In his statement while responding to a letter by the DAPCB which sought repossession of Plot 98 – 104 Nakivubo Road, which belongs to a businessman known as Hajji Abdu Kasai, Byaruhanga said such properties that were settled in court cannot be subjected to a further Parliament inquiry.
He explained that the powers of the Departed Asians’ Property Custodian Board are governed by Section 4 of the Assets of Departed Asians Act Cap 83, which stipulates that the Board shall take over and manage all assets transferred to it by virtue of Section 13 of the Assets of Departed Asians Decree, 1973.
He added that the same Section 13 mandates the Board to discharge all the liabilities to it by this Act, collect all debts or other monies due to the departed Asian; and may sell or otherwise deal with such assets in the same way as the departed Asian may do.
However, he explains that the Expropriated Properties Act Cap 87 and the Expropriated Properties (Repossession and Disposal)(No.1) Regulations S.I 87 – 8 limit the involvement of DAPCB and the Minister of Finance to transfer property already allocated to a person and take it back to the former owner.
“Section 3 of the Expropriated Property Act Cap 87 provides; (J) Subject to this Act; the Minister shall have the power to transfer to the firmer owner of any property or business vested in the Government under this Act that property or business,” the Attorney General’s letter reads in part.
He adds: “Nothing in this Act shall be construed as empowering the Minister to Transfer property or business to a former owner unless the Minister is satisfied that the former owner shall physically return to Uganda, repossess and actively manage the property or business. Subsection (2) shall not apply to a former owner who jointly participates with the Government in the ownership and management of any property or business pursuant to section 5.”
Byaruhanga’s statement comes at a time where parliament is inquiring on suspected fraud syndicate in acquisition of 460 Departed Asians Properties. And the listed properties include that of business tycoon Sudhir Ruparelia which is located on Plot 24 Kampala Road.
Sudhir shares the same view with Byaruhanga as in a letter dated August 14, he wrote to the Speaker of Parliament, Rebecca Kadaga seeking guidance on whether a matter that has been concluded by court can be brought before Parliament.
Sudhir said that his property shouldn’t be brought into the mess as court pronounced itself in his favour and the matter was concluded.
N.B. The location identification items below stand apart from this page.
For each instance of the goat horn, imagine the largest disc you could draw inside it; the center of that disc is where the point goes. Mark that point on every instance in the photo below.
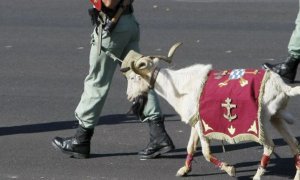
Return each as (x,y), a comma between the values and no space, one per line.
(137,70)
(172,50)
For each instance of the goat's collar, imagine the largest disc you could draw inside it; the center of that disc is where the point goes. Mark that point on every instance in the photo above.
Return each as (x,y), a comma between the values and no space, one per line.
(153,77)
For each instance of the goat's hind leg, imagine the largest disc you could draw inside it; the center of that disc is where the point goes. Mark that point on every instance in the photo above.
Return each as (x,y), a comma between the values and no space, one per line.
(191,149)
(268,150)
(280,125)
(230,170)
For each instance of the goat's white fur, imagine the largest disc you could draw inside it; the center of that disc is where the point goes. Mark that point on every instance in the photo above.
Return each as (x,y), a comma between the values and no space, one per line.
(181,89)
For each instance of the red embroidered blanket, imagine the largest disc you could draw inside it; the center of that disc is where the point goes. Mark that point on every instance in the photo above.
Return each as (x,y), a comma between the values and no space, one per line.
(229,106)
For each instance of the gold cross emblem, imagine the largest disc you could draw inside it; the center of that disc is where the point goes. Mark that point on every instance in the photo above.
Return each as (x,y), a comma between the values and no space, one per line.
(228,107)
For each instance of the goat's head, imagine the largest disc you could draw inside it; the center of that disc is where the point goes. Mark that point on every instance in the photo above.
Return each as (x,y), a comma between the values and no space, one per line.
(141,71)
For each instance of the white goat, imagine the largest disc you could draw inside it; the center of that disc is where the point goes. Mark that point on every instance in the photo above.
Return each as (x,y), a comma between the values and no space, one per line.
(182,88)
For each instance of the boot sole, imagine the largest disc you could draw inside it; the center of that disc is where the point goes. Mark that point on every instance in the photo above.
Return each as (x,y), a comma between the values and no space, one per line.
(157,153)
(72,154)
(283,78)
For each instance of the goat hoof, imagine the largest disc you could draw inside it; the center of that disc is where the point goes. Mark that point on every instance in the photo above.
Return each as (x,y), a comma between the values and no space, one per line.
(260,171)
(183,171)
(229,169)
(297,176)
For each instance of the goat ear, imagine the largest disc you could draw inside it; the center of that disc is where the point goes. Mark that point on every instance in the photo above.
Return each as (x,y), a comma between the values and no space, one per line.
(155,60)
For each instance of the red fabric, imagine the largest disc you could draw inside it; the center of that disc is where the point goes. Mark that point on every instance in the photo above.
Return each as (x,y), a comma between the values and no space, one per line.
(265,161)
(97,4)
(215,161)
(223,85)
(188,161)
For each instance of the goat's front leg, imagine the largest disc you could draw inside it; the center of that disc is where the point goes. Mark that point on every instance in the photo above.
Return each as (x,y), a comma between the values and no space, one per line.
(191,149)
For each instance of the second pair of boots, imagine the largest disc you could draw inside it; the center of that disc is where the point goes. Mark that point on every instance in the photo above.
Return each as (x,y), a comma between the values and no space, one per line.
(78,146)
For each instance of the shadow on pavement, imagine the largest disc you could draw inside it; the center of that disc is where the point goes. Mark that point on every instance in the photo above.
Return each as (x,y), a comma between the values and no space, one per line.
(71,124)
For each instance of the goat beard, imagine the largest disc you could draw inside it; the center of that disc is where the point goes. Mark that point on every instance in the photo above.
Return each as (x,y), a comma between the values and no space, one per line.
(138,106)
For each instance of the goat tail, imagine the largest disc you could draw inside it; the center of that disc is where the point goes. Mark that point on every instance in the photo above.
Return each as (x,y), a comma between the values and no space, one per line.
(293,91)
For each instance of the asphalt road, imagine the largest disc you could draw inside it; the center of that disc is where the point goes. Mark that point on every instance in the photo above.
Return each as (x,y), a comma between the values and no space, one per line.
(44,47)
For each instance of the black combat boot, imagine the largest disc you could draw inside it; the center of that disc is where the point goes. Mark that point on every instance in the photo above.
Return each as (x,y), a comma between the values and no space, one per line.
(160,142)
(287,70)
(77,146)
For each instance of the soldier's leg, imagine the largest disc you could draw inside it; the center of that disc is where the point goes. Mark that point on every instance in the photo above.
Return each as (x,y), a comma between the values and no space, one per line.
(96,86)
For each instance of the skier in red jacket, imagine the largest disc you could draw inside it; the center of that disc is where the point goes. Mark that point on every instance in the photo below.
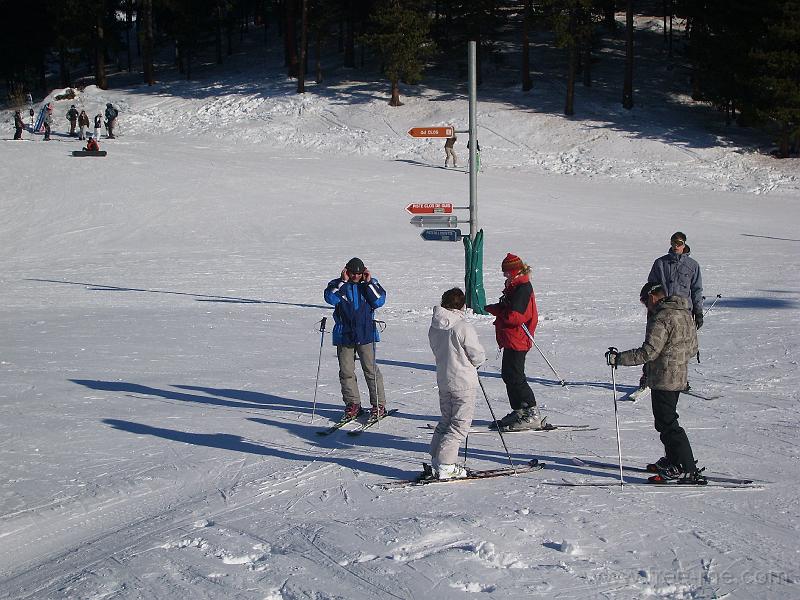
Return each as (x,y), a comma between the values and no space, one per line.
(517,307)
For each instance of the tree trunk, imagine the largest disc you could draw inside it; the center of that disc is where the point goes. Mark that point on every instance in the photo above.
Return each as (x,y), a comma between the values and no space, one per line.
(144,19)
(527,84)
(627,89)
(128,26)
(99,49)
(569,107)
(290,40)
(318,52)
(301,72)
(63,66)
(350,37)
(395,101)
(218,33)
(587,63)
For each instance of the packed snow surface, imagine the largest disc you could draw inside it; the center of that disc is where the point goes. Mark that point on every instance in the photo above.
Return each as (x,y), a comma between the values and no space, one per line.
(159,317)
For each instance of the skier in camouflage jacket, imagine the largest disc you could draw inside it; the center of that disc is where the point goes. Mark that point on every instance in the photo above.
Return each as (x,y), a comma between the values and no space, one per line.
(670,342)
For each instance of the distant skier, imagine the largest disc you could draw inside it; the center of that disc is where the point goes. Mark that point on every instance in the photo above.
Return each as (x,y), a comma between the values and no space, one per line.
(98,123)
(72,117)
(670,342)
(517,307)
(458,353)
(83,125)
(48,122)
(355,295)
(449,152)
(19,125)
(679,274)
(111,119)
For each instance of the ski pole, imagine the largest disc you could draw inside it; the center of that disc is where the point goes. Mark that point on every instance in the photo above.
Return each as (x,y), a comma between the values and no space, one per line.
(708,310)
(319,363)
(549,364)
(611,351)
(491,410)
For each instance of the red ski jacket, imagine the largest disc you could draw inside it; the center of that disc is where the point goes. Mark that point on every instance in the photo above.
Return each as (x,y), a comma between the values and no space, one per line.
(517,306)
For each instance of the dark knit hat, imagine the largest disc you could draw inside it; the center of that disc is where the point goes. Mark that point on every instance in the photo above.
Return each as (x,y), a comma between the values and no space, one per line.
(512,263)
(355,265)
(678,235)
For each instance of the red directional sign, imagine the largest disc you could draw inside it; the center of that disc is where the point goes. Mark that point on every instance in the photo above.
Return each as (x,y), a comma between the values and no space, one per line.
(442,132)
(430,208)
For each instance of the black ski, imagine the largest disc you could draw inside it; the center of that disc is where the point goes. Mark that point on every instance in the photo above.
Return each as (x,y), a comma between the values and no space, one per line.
(338,425)
(634,396)
(549,427)
(673,484)
(426,478)
(370,422)
(610,466)
(701,396)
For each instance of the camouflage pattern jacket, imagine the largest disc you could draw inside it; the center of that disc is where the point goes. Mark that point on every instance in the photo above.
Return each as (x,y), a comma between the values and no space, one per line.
(669,345)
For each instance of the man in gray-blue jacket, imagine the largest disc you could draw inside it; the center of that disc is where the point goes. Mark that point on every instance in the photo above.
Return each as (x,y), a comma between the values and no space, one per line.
(679,275)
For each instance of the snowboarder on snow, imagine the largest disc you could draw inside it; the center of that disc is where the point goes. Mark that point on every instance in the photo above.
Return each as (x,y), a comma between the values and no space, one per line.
(98,123)
(83,125)
(92,145)
(670,342)
(19,124)
(517,307)
(458,353)
(355,295)
(111,119)
(72,117)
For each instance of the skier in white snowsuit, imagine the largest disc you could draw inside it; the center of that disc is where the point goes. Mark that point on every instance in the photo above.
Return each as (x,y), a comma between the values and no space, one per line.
(458,353)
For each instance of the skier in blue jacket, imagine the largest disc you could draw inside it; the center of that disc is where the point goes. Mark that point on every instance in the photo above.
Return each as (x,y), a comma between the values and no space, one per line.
(355,295)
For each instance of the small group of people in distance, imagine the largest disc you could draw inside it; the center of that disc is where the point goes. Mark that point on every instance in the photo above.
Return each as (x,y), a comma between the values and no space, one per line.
(674,302)
(76,119)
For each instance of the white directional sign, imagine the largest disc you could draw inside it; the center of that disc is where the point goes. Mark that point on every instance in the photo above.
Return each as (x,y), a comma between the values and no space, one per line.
(435,221)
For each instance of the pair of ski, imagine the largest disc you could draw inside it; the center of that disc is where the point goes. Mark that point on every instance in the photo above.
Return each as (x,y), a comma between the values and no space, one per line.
(363,426)
(545,429)
(643,392)
(427,477)
(714,481)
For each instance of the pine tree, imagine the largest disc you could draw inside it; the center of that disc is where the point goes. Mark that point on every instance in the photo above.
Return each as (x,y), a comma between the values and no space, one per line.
(401,37)
(776,62)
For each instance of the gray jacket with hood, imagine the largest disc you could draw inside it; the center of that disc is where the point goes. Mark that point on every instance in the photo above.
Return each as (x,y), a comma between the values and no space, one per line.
(457,350)
(669,345)
(679,274)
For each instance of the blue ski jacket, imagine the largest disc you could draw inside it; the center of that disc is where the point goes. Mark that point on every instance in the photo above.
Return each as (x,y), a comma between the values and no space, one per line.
(354,307)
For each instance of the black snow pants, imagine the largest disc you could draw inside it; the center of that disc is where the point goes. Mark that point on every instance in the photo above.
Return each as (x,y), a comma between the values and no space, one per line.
(520,394)
(677,448)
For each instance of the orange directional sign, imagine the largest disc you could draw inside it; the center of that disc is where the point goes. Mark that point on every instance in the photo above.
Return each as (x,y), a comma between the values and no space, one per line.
(431,208)
(431,132)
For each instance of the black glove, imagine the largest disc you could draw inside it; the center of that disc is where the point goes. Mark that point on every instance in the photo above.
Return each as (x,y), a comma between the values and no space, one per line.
(611,357)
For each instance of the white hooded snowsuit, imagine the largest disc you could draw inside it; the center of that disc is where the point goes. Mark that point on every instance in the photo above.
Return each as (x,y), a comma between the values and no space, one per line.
(458,353)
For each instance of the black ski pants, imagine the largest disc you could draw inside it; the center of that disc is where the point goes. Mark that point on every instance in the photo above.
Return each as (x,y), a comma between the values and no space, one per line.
(520,394)
(677,448)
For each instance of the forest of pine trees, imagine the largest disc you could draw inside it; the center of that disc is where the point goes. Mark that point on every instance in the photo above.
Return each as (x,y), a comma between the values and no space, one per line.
(744,56)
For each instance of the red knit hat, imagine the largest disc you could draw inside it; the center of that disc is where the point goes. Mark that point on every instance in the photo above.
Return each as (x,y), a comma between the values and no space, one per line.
(512,264)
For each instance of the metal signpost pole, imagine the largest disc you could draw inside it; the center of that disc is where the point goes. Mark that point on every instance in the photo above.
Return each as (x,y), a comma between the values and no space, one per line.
(473,139)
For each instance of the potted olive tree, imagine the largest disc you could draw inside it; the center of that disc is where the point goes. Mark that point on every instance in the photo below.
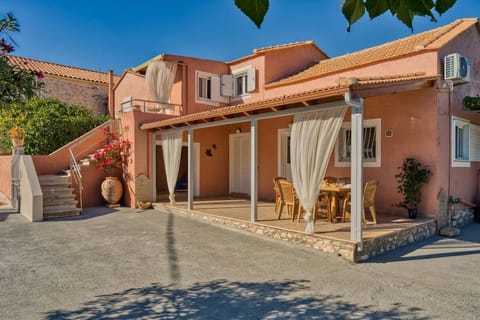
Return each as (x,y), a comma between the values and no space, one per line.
(411,178)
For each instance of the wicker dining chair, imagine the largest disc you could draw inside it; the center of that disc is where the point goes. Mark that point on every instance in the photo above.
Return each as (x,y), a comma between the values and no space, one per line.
(279,201)
(330,180)
(323,207)
(368,202)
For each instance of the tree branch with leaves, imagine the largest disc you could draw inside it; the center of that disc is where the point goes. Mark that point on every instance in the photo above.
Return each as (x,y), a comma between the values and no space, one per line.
(15,83)
(353,10)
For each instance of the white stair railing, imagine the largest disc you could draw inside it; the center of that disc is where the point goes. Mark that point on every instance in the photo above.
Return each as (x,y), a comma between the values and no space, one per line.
(75,172)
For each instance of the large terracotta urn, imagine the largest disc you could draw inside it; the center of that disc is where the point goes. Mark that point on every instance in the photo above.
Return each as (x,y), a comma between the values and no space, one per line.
(18,142)
(112,190)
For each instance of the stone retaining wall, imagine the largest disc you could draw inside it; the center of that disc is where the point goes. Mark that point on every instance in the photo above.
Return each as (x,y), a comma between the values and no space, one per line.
(460,218)
(342,248)
(375,246)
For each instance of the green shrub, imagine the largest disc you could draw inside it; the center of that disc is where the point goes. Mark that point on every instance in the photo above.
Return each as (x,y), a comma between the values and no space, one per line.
(48,123)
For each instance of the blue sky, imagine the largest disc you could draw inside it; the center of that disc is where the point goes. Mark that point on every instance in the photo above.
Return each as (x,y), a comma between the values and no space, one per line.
(108,34)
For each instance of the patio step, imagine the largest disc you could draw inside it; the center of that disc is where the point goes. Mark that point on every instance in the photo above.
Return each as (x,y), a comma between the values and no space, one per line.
(58,197)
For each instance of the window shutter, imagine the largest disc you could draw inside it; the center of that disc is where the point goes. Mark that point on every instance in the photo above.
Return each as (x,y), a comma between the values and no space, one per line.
(226,82)
(251,80)
(216,90)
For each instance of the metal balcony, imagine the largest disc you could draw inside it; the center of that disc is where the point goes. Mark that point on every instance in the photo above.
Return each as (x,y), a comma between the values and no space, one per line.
(150,106)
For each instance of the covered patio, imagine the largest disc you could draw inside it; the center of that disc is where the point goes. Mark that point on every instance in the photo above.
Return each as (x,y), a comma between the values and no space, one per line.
(351,240)
(389,233)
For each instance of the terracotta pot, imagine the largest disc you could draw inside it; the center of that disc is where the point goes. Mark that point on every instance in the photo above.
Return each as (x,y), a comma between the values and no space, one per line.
(412,213)
(17,142)
(112,190)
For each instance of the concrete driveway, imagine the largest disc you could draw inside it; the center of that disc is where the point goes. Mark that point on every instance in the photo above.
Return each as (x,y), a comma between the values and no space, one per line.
(131,264)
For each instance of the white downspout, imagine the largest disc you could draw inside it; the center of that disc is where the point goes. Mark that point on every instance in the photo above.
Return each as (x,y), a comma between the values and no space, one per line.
(356,169)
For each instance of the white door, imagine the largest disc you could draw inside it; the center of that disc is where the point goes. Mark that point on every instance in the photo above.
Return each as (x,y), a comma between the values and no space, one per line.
(240,163)
(284,165)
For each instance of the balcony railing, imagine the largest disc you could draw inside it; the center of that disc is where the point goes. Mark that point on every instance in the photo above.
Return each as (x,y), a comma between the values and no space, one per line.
(151,106)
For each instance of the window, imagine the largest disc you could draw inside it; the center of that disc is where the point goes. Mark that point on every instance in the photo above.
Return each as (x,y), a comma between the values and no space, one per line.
(243,81)
(460,143)
(371,144)
(240,84)
(205,87)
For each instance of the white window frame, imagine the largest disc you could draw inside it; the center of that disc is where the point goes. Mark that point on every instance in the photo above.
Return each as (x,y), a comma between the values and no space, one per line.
(368,123)
(239,91)
(248,74)
(464,124)
(205,75)
(474,142)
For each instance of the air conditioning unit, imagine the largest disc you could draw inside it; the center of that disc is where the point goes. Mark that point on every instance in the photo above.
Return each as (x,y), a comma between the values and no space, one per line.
(456,68)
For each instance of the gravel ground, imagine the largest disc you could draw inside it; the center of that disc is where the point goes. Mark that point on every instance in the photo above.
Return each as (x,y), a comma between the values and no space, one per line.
(131,264)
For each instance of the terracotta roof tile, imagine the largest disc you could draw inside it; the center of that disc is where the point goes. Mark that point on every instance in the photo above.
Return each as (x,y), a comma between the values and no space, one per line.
(55,69)
(336,90)
(425,41)
(284,46)
(279,47)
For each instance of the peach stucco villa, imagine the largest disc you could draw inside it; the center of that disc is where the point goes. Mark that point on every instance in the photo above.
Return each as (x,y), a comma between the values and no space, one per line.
(235,119)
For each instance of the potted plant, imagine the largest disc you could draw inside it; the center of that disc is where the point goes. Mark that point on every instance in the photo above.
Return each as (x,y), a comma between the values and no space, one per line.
(17,135)
(411,178)
(111,155)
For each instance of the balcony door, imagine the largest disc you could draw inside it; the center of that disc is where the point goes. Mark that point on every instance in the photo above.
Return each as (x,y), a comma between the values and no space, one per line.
(239,155)
(284,165)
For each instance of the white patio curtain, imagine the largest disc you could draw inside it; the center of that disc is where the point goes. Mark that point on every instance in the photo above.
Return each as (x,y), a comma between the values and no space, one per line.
(159,77)
(172,151)
(313,137)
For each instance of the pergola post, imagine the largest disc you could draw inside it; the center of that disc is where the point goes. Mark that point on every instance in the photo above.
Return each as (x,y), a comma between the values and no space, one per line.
(253,170)
(190,169)
(356,170)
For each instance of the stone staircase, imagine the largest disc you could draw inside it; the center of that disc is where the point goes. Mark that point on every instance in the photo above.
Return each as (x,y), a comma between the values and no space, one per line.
(58,197)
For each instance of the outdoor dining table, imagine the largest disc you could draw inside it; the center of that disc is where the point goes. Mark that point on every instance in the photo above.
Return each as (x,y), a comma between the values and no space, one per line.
(335,191)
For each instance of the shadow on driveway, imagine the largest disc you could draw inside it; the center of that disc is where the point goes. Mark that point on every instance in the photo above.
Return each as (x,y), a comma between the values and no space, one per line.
(221,299)
(467,243)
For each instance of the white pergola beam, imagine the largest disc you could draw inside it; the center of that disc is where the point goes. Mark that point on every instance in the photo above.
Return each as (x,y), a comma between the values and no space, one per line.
(253,170)
(356,170)
(191,174)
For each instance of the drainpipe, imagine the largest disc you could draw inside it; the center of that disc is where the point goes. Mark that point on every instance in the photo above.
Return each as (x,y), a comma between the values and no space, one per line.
(356,169)
(111,102)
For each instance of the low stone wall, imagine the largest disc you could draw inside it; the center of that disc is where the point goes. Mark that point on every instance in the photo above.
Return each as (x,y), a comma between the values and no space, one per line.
(342,248)
(460,218)
(375,246)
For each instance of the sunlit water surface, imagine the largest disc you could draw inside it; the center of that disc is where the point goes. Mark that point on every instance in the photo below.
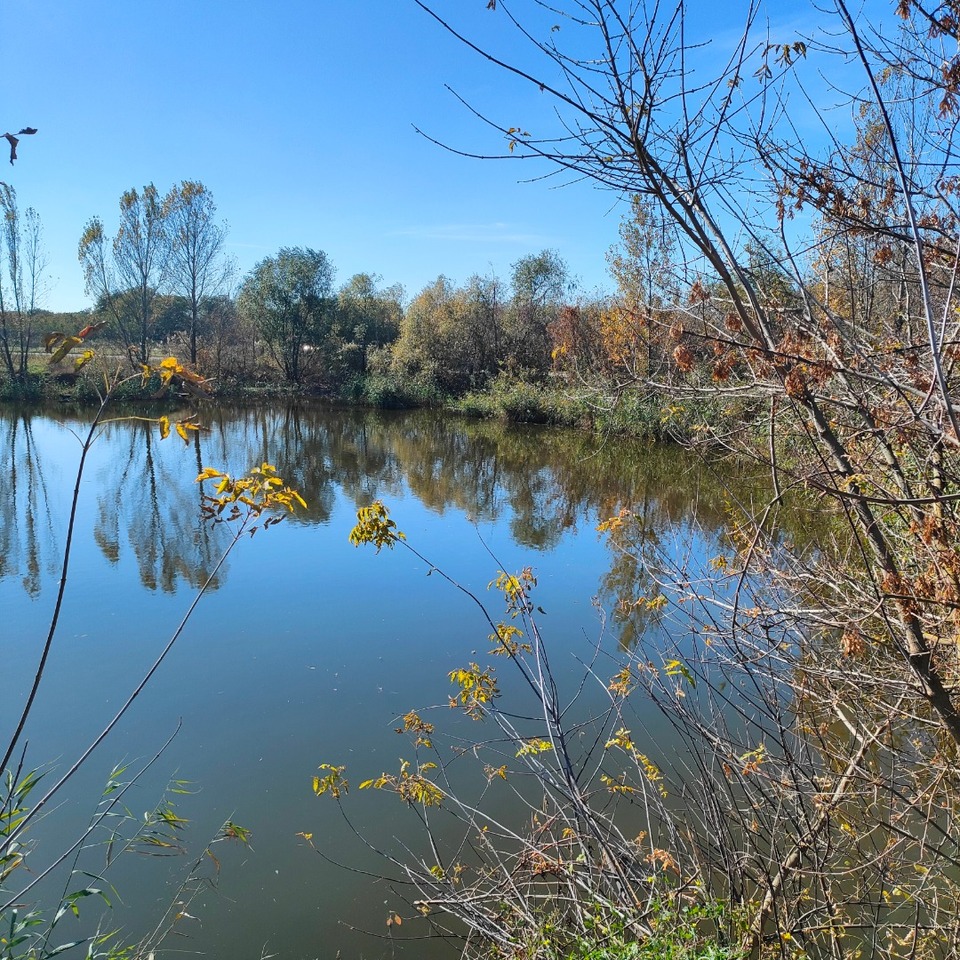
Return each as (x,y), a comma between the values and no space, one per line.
(305,650)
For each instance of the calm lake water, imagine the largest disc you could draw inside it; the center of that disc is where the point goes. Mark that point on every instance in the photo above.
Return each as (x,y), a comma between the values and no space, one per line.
(306,650)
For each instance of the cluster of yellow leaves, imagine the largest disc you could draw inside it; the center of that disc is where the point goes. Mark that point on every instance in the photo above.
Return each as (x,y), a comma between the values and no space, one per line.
(250,496)
(533,746)
(477,689)
(414,723)
(410,787)
(183,427)
(614,523)
(506,644)
(515,589)
(332,782)
(752,760)
(622,739)
(173,373)
(622,682)
(375,526)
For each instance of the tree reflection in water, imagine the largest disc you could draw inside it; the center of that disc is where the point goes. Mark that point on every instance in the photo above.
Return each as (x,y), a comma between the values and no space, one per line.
(542,482)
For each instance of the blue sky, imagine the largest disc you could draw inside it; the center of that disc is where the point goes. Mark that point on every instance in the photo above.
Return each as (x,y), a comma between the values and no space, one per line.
(299,117)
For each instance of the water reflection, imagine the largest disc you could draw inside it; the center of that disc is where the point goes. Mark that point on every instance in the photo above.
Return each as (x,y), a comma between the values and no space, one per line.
(316,648)
(28,541)
(543,483)
(151,503)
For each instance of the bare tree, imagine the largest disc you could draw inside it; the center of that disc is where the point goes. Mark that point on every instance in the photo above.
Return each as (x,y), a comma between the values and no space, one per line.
(22,286)
(125,275)
(197,269)
(817,692)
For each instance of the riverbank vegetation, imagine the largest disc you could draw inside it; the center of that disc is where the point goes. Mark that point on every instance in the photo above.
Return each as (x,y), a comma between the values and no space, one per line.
(788,296)
(808,283)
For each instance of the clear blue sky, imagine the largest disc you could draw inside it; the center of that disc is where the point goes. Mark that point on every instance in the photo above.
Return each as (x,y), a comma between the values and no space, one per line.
(298,115)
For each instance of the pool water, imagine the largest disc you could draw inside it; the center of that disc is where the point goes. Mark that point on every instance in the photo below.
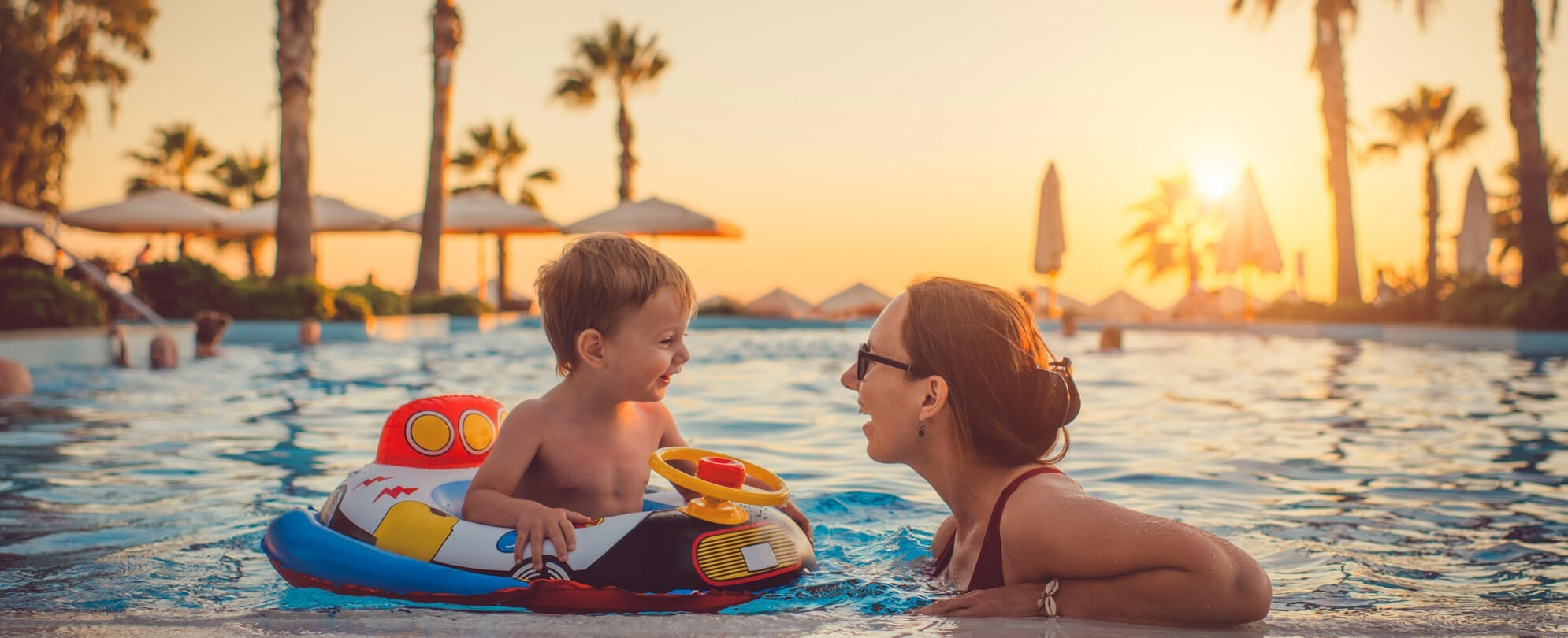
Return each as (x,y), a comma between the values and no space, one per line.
(1385,489)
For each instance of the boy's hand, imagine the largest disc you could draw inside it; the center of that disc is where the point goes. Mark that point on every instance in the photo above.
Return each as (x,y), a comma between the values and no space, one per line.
(537,524)
(798,516)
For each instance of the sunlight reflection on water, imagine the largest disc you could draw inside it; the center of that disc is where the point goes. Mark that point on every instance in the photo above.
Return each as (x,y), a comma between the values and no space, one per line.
(1373,481)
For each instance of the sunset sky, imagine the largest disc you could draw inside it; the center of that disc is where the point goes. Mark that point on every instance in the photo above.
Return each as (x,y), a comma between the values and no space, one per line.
(852,142)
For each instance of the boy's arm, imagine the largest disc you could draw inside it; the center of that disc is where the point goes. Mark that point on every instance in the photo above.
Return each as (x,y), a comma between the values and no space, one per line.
(670,436)
(489,500)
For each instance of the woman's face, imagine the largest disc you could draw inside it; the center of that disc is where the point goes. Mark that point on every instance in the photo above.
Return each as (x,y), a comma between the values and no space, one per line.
(886,394)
“We have followed part of the ongoing COSASE inquiry regarding Departed Asians properties Custodian through televised and print media. A property that belongs to Meera Investment Limited has been mentioned as part of the inquiry. That property is Plot 24 Kampala Road, Kampala (Freehold register volume 1062 Folio),” Sudhir wrote to Kadaga.
“Rt. Hon Speaker, in 2012, the Custodian Board claimed that former owner did not return to Uganda to manage the property and therefore the property belongs to Custodian Board and was by the state of their pen under their management. Having bought the property and owned it since 1995 we went to High court for Judicial Review under LD CR 16 of 2012 to challenge the Custodian Board’s claim,” Mr Ruparelia said.
“High Court listened to us and also listened to Custodian Board (represented by Attorney General) and made a decision in December 2012 in our favour. Custodian Board did not appeal. COSASE is now inquiring into a matter and ownership decided upon by the High Court in 2012,” he said.